Hasen Basrî ile Katâde, İslâm’a giren karı-koca iki Mecûsî hakkında: Onlar kendi nikâhları üzeredirler. Onlardan biri diğerinden önce İslâm’a girer, öteki İslâm’a girmekten çekinirse, kadın kesin olarak ondan ayrılmıştır. Bu takdirde koca için kadın üzerine yeniden istemekten başka hiçbir yol kalmamıştır, demişlerdir.
İbn Cureyc de şöyle demiştir:
Ben Atâ’ya: Müşriklerden bir kadın müslümânlara geldiğinde, onun müşrik olan kocasına Yüce Allah’ın “Kâfir zevclerin bu kadınlara sarfettiklerini onlara verin,,.” (el-Mumtehine; 10) kavlinden dolayı, kadının eski mehrinin bedeli verilir mi? diye sordum.
Atâ: Hayır verilmez, bu surette zikredilen verme, ancak Peygamber (sallallahü aleyhi ve sellem) ile, ahd ehli müşrikler arasında idi (bugün ise hayır), diye cevâb verdi.
Mucâhid de:
Bunların hepsi, Peygamber ile Kureyş arasında yapılmış olan sulh müddeti içinde idi (sonra bu, fetih günü kesildi), demiştir.
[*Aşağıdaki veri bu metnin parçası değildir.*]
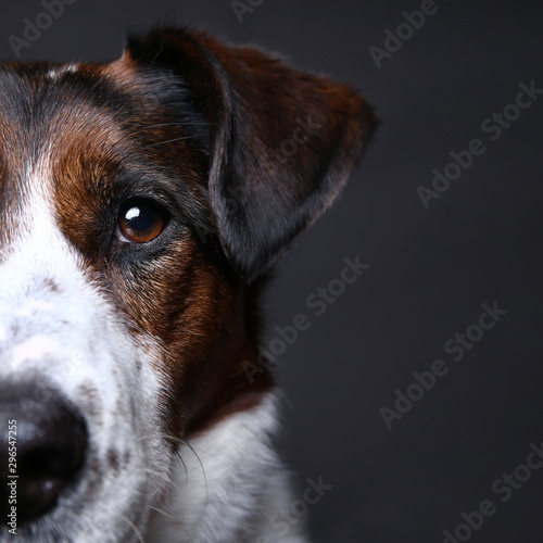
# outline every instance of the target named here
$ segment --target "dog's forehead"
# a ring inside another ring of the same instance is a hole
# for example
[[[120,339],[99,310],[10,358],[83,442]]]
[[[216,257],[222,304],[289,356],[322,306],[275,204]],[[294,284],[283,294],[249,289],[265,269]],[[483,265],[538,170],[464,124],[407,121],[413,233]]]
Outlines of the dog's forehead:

5344 İbn Şihâb şöyle demiştir: Bana Urve ibu’z-Zubeyr haber verdi ki, Peygamber’in zevcesi Âişe (r.anha) şöyle demiştir: Mü’min kadınlar (fetihten evvel Mekke’den) Peygamber’e muhacir olarak geldikleri zaman, Yüce Allah’ın “Ey îmân edenler, mü ‘min kadınlar muhacir olarak geldikleri zaman, onlan imtihan ediniz…” (el-Mumtehıne:10) kavliyle, Peygamber onları imtihan ederdi.
Âişe dedi. ki: Mü’min kadınlardan bu âyetteki şartları ikrar edenler, imtihanı ikrar etmiş olurdu. Kadınlar sözleri ile bu şartları ikrar ettikleri zaman Rasûlüllah (sallallahü aleyhi ve sellem) onlara:
— “Sizler ikrar ettiniz, artık gidiniz; ben sizlerle bey’atlaşmışımdır” derdi.
Âişe dedi. ki: Allah’a yemînle söylerim ki, hayır, Rasûlüllah’ın eli bu bey’atlaşmada kesin olarak hiçbir kadının eline dokunmadı. Rasûlüllah kadınlarla sâdece sözle bey’at yapmıştır. Vallahi Rasûlüllah kadınlar üzerine Allah’ın kendisine emrettiği taahhüdlerden başka bir taahhüd almadı. Kadınlardan bey’at ahdi aldığı zaman onlara hitaben sâdece söz olarak: “Ben sizlerle bey’atlaştım” buyururdu.